---
name: aws-architecture-design
description: |
  Purpose: Standardize how stakpak designs and optimizes AWS architectures.
  Scope:
  Greenfield: design new infrastructure.
  Brownfield: analyze existing architectures and propose improvements.
license: MIT
tags:
  - aws
  - architecture
  - design aws architecture
  - optimize aws architecture
metadata:
  author: Stakpak <team@stakpak.dev>
  version: "1.0.2"
---

# Designing & Optimizing AWS Architectures Rule Book

# Overview

**Purpose:** Standardize how the agent designs and optimizes AWS architectures.

**Scope:**

* **Greenfield:** design new infrastructure.
* **Brownfield:** analyze existing architectures and propose improvements.

**Reference Frameworks:**

* AWS Well-Architected Framework (WAF)
* Well-Architected Lenses (Serverless, SaaS, ML, etc.)

# Phases

1. **Discover**: gather requirements / current context.
2. **Design**: propose new architecture.
3. **Review**: map an existing system against Well-Architected.
4. **Optimize**: recommend improvements.

# Workflow

## Step 1: Context Gathering

* Start by clarifying whether the goal is to **design a new infrastructure** or **optimize an existing one**.
* If it's new, focus first on the **core objective** (what the system needs to achieve). Other details like constraints and workloads can be explored gradually as the design unfolds.
* For existing environments, first locate the infrastructure (accounts, regions, IaC repositories). From there, review the supporting assets such as IaC definitions, diagrams, monitoring data, and cost reports.

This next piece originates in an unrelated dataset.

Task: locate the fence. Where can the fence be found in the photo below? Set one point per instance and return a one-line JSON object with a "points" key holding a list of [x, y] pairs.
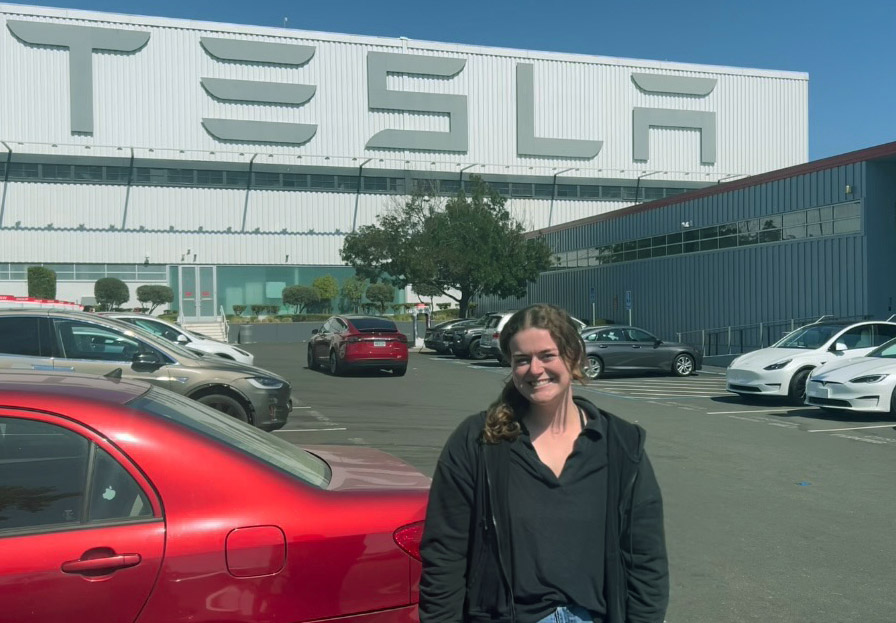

## Step 2: Requirements Definition

* Functional (APIs, batch jobs, analytics).
* Non-functional (availability, performance, security, compliance, cost).

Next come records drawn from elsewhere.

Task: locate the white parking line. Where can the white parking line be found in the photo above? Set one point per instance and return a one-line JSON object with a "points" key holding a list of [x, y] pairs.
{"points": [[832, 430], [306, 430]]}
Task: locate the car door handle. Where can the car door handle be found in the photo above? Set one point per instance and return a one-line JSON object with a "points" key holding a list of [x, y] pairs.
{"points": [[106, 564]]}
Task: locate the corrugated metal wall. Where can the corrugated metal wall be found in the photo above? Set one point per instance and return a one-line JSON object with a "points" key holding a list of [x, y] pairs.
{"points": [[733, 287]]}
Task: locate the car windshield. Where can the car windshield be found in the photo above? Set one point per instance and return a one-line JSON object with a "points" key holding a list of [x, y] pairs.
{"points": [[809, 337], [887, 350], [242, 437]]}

## Step 3: Architecture Mapping

* Match requirements to AWS services (compute, storage, networking, database).

* Consider **Serverless-first** designs when applicable:

  * Compute → Lambda, Step Functions, Fargate

  * API → API Gateway + AppSync

  * Storage → S3, DynamoDB

  * Messaging → SNS, SQS, EventBridge

  * Security → IAM, Cognito, WAF, KMS

#### **Step 4: Well-Architected Review**

* **5 Pillars Checklist**

  * **Operational Excellence**: monitoring, IaC, automation.

  * **Security**: IAM least privilege, encryption, threat detection.

  * **Reliability**: HA, backup/restore, fault isolation.

  * **Performance Efficiency**: caching, scaling, right-sizing.

  * **Cost Optimization**: Spot, RIs, lifecycle rules, serverless.

* **Serverless Lens Focus**:

  * Minimize undifferentiated ops.

  * Event-driven orchestration (Step Functions/EventBridge).

  * Use managed data stores (DynamoDB, Aurora Serverless).

  * Secure with IAM boundaries, managed identity (Cognito).

#### **Step 5: Proposal / Optimization**

* Draft architecture diagram.

* For existing → generate **recommendations table**: Pillar, Current Gap, Recommendation, Expected Impact

#### **Step 6: Validation**

* Risks & mitigations.

* Cost estimates (before/after).

* Load test strategy

#### **Step 7: Report**

* Write everything into **Markdown architecture file**.

* Include: Overview, Requirements, Architecture, Diagrams, Well-Architected Review, Optimizations, Risks, Costs.

# Security References

### **1. Identity & Access**

* Enforce **least privilege** IAM policies.

* Prefer **IAM roles over static keys**.

* Use **ABAC or RBAC** (tags, groups, accounts) for scalable access control.

* Require **MFA** for privileged accounts.

* Use **AWS SSO / IAM Identity Center** for central identity management.

### **2. Data Protection**

* Encrypt **all data at rest** (S3, EBS, RDS, DynamoDB, etc.) with KMS CMKs.

* Encrypt **all data in transit** (TLS 1.2+).

* Enable **S3 Block Public Access** and least privilege bucket policies.

* Use **Secrets Manager / Parameter Store** — no hardcoded credentials.

### **3. Network Security**

* Use **VPC with private subnets** for workloads.

* Restrict inbound/outbound traffic with **Security Groups and NACLs**.

* Use **VPC Endpoints** for private service access (no public internet).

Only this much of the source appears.